Siapapun yang sudah mendapat vonis mati di sana, sulit untuk diringankan terkecuali pihak keluarga korban memaafkan. Namun hal itu jarang terjadi.
Menurut politisi PPP Syaifullah Tamliha, ketentuan itu mengacu pada konstitusi Arab Saudi yakni Al Quran dan Hadist.
"Selama konstitusi Arab Saudi Al Quran dan hadist, nyawa dibayar nyawa, darah dibayar darah, qishash. Ya memang lebih baik memaafkan. Tapi rajanya sendiri juga tidak bisa intervensi hukuman itu kalau keluarganya tidak memaafkan," ucap Tamliha di komplek Parlemen, Jakarta, Kamis (1/11).

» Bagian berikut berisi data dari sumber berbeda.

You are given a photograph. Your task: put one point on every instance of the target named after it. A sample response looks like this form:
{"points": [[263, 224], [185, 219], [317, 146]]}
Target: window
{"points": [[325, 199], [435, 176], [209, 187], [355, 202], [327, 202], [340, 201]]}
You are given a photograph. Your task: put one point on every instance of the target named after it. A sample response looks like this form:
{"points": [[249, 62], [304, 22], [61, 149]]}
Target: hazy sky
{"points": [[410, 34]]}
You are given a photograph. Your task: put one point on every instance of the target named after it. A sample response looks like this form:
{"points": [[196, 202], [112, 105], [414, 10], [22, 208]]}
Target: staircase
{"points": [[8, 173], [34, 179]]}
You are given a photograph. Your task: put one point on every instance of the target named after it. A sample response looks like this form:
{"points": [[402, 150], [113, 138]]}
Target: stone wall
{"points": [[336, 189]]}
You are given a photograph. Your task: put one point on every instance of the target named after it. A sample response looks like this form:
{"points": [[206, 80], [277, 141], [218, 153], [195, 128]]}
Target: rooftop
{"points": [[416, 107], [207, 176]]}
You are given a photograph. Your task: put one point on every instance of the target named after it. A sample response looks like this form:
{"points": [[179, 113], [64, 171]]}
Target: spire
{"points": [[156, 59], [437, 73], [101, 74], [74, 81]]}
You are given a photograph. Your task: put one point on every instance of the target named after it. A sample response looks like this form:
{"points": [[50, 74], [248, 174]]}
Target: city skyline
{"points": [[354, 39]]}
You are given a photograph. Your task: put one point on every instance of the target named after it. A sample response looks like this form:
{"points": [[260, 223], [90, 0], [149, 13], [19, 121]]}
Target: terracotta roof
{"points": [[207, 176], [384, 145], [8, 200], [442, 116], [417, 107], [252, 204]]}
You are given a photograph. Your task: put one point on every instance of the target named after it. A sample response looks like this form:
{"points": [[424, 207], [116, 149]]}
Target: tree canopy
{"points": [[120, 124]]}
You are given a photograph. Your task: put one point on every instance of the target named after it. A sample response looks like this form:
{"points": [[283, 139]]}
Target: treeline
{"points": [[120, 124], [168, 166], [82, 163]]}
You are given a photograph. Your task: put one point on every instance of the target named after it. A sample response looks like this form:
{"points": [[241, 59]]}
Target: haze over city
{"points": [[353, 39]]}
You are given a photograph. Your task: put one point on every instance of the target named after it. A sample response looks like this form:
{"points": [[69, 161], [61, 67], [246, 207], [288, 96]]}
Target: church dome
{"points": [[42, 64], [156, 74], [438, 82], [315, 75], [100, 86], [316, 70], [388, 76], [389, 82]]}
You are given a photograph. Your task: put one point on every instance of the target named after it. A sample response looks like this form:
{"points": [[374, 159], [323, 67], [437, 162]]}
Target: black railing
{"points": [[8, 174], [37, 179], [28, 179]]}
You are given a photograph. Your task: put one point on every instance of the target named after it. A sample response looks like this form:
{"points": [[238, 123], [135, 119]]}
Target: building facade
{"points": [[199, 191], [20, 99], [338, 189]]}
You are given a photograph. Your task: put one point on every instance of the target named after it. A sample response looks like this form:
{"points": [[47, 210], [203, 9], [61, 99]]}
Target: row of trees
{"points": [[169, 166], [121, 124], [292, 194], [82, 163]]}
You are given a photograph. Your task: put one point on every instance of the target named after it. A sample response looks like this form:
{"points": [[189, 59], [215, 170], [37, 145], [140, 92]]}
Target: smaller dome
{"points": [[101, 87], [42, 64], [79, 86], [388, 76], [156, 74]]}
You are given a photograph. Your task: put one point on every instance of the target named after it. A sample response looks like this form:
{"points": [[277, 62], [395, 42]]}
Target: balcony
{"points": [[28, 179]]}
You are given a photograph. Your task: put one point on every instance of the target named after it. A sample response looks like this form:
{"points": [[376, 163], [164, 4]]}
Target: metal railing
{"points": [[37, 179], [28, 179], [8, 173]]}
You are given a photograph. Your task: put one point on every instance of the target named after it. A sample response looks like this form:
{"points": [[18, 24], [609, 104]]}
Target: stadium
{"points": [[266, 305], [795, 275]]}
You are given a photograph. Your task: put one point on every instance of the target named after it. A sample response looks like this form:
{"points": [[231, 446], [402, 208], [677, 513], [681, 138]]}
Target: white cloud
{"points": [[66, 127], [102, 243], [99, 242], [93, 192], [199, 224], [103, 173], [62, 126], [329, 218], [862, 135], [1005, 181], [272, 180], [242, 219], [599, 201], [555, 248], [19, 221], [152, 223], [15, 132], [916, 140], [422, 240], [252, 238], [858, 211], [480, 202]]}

Walaupun berbagai upaya telah dilakukan untuk meringankan hukuman mati, namun hasilnya sering nihil. Saat ini, kabarnya ada 13 WNI yang terancam eksekusi mati karena sudah divonis mati oleh pengadilan setempat.
Menurut Syaifullah, harapan terakhir yang bisa menyelamatkan agar tidak divonis mati hanya dengan diterimanya permohonan maaf dari pihak keluarga.
Sewaktu menjadi Anggota DPRD Kalsel, Tamliha memiliki pengalaman saat tujuh warga Kalsel divonis mati karena membunuh orang Pakistan. Akhirnya pihak keluarga mengampuninya setelah melampaui proses panjang.
"Setelah meninggal neneknya (korban) yang keras, yang tak mau memberikan ampunan, kemudian bapaknya akhirnya bmemberikan ampunan. Itulah tujuh orang warga Banjar yang akhirnya tidak Kadi dieksekusi di dalam hukum qishas di Arab Saudi," pungkasnya.